At Drexel, I’m encouraging teachers to have their students write essays about their educational experiences in writing, describing any good and bad experiences they have had with some analyses of how those experiences affected their attitudes toward writing and how they do (or do not) think of themselves as writers.
Then I would like to have students read and respond (by which I mean respond, not edit or critique) to each other, hoping they will be able to go beyond their own experiences by reading those of others, and then using those experiences to possibly reframe their own (and their own conceptions of themselves as writers).
I have done this before—students are interested in reading about others’ experiences and comparing them to their own. It’s very important in this kind of writing that the back and forth between writers be a serious communicative exchange, not a collaborative effort to help each other improve their essays to turn in for a grade (what I have been calling fake writing—I think that any writing turned in for a grade is fake writing).
For the second “essay” (and we must remember that an essay, in Huxley’s words–plagiarized from Toynbee [I think]–is “just one damn thing after another”), I would like to have the students writing an essay moving toward generalizations of students’ school writing experiences and consequent attitudes towards writing. I’m using this as an occasion to naturalize research by asking the students to google search information on student writing experiences and consequent attitudes toward writing. And then finally, I would like to have them use library databases to see whether they can find any interesting articles on the same subject—non-academic ones preferably.
This is a long preface to a note that I wrote below in response to a teacher who wanted to know a little bit more about what lay behind this kind of research, generalizing, and writing experience. I’m just writing it down here mostly to keep track of what I had in mind.

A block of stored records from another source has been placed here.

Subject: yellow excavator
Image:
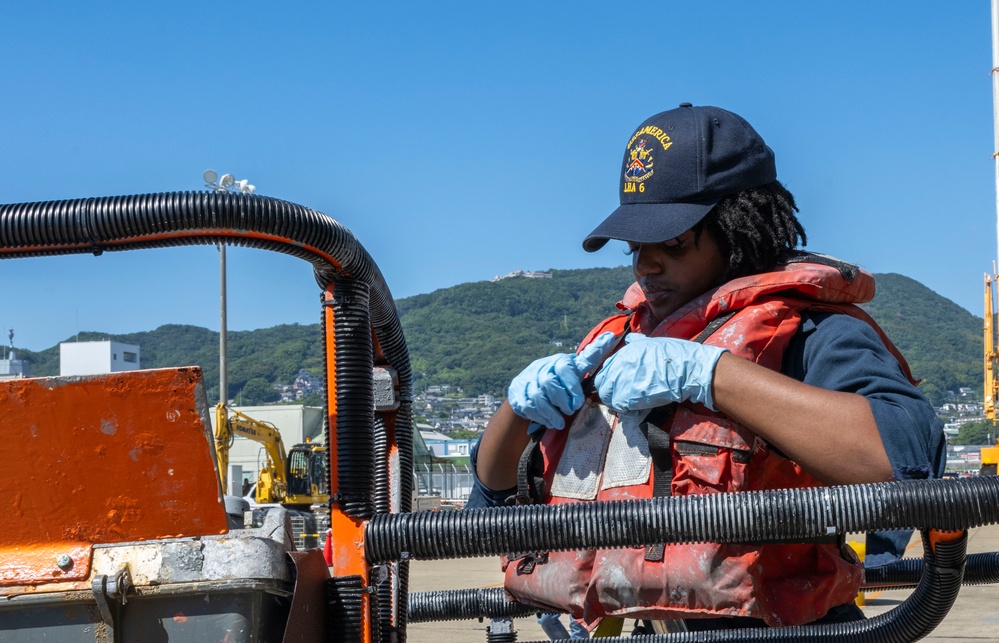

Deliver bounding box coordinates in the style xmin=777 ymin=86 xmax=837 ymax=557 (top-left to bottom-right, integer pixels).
xmin=215 ymin=403 xmax=329 ymax=510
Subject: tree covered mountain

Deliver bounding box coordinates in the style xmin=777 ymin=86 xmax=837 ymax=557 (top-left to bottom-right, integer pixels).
xmin=19 ymin=266 xmax=982 ymax=404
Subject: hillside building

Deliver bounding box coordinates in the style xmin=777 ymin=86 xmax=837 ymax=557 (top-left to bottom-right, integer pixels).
xmin=59 ymin=340 xmax=142 ymax=375
xmin=0 ymin=348 xmax=31 ymax=380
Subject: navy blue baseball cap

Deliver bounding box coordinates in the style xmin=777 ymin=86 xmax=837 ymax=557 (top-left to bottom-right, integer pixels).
xmin=583 ymin=103 xmax=777 ymax=252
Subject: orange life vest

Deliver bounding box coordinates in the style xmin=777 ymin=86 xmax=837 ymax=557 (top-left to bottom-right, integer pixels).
xmin=505 ymin=255 xmax=912 ymax=626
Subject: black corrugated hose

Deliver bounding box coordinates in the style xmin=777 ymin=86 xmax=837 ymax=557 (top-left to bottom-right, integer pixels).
xmin=0 ymin=192 xmax=413 ymax=642
xmin=861 ymin=552 xmax=999 ymax=590
xmin=378 ymin=477 xmax=999 ymax=642
xmin=410 ymin=531 xmax=967 ymax=643
xmin=365 ymin=476 xmax=999 ymax=563
xmin=409 ymin=587 xmax=541 ymax=623
xmin=395 ymin=397 xmax=414 ymax=643
xmin=326 ymin=279 xmax=375 ymax=519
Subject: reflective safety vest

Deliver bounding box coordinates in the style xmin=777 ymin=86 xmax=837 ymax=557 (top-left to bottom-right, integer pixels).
xmin=505 ymin=253 xmax=912 ymax=626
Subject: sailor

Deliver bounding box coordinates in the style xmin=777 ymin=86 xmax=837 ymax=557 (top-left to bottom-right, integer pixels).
xmin=467 ymin=104 xmax=945 ymax=630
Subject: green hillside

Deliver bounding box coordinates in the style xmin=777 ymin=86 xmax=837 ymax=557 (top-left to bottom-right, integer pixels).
xmin=19 ymin=267 xmax=982 ymax=404
xmin=864 ymin=273 xmax=984 ymax=404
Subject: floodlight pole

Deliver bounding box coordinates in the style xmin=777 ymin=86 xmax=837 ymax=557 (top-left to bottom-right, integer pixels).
xmin=992 ymin=0 xmax=999 ymax=272
xmin=219 ymin=247 xmax=229 ymax=406
xmin=202 ymin=169 xmax=257 ymax=406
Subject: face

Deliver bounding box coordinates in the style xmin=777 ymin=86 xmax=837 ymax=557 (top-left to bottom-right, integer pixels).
xmin=628 ymin=230 xmax=728 ymax=321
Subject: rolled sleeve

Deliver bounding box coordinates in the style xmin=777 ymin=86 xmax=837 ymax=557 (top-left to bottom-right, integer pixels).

In response to your question about what kinds of things students should be reading when they are preparing to do secondary research in the unit leading up to Paper #2, let me suggest the following:
There are three kinds of sources:
- · other students in the class,
- · anything someone writes in a public space (usually found by googling),
- · print sources (from newspapers to scholarly journals).
I think it’s interesting to get the students to look at the different kinds of “other” sources. The important point: other students are VERY important sources of information. When I think of bringing other voices into our own texts (as I did by including parts of your query), students should begin by citing their classmates, finding ways to say, Jessica said ” . . . . . . and so on”. You can make the Works Cited as formal or informal as you want it.

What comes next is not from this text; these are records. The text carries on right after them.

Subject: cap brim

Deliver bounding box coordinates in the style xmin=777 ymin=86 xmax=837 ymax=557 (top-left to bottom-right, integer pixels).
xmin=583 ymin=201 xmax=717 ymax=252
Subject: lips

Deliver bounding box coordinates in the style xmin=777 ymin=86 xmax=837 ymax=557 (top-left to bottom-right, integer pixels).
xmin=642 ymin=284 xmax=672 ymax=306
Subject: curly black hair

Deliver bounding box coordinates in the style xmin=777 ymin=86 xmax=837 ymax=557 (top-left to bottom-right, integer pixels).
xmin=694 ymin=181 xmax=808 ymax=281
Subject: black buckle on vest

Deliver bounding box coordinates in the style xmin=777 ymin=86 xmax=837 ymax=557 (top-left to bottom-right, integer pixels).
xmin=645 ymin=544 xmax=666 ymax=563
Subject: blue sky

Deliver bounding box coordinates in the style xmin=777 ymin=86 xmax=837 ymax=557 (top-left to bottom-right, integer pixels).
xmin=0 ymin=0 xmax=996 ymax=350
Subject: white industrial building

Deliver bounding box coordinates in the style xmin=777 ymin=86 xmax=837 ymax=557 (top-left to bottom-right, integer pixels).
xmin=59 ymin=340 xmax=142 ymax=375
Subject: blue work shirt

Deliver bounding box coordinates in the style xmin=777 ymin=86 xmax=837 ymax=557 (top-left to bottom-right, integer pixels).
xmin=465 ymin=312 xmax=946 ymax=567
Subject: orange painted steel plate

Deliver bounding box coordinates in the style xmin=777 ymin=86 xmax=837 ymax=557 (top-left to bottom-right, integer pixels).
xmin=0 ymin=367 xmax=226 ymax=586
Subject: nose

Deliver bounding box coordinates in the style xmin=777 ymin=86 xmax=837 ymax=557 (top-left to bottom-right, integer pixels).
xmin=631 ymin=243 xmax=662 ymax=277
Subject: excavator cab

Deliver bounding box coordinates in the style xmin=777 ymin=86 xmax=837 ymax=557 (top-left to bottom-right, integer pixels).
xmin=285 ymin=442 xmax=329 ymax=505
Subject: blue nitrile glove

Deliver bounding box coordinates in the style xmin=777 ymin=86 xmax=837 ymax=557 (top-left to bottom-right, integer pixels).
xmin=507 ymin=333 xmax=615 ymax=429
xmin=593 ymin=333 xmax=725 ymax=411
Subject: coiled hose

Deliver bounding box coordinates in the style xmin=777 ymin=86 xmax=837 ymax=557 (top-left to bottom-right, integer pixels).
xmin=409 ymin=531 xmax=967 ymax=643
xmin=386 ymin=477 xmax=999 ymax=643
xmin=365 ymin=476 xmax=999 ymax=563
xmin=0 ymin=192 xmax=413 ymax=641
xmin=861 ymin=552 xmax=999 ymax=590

The important point is to have the student compare his or her experiences to her classmates’ experiences and more or less naturally synthesize and generalize without making a big deal out of it, something like, “I am really surprised that out of the 19 students in this class, 12 of them have written in journals and 5 others have wanted to. I thought I was the only one who keeps a private journal, in spite of the time my jerk of a brother . . . “
Along the same line–it’s important for students to first describe their own experiences, then read others’ experiences, and then rethink (and actually, reform) their own experiences in light of what they have learned from others (this might be called critical thinking).
I might rewrite this later, but right now I just wanted to get it down. I’m really arguing for a seamless connection between the writers and others, and between the three kinds of sources I have described above: classmates, bloggers, and published writers. Our culture, for strange reasons, tries to insert wedges between categories like these, between me and the people I know.
Needless to say, grades are a great wedge.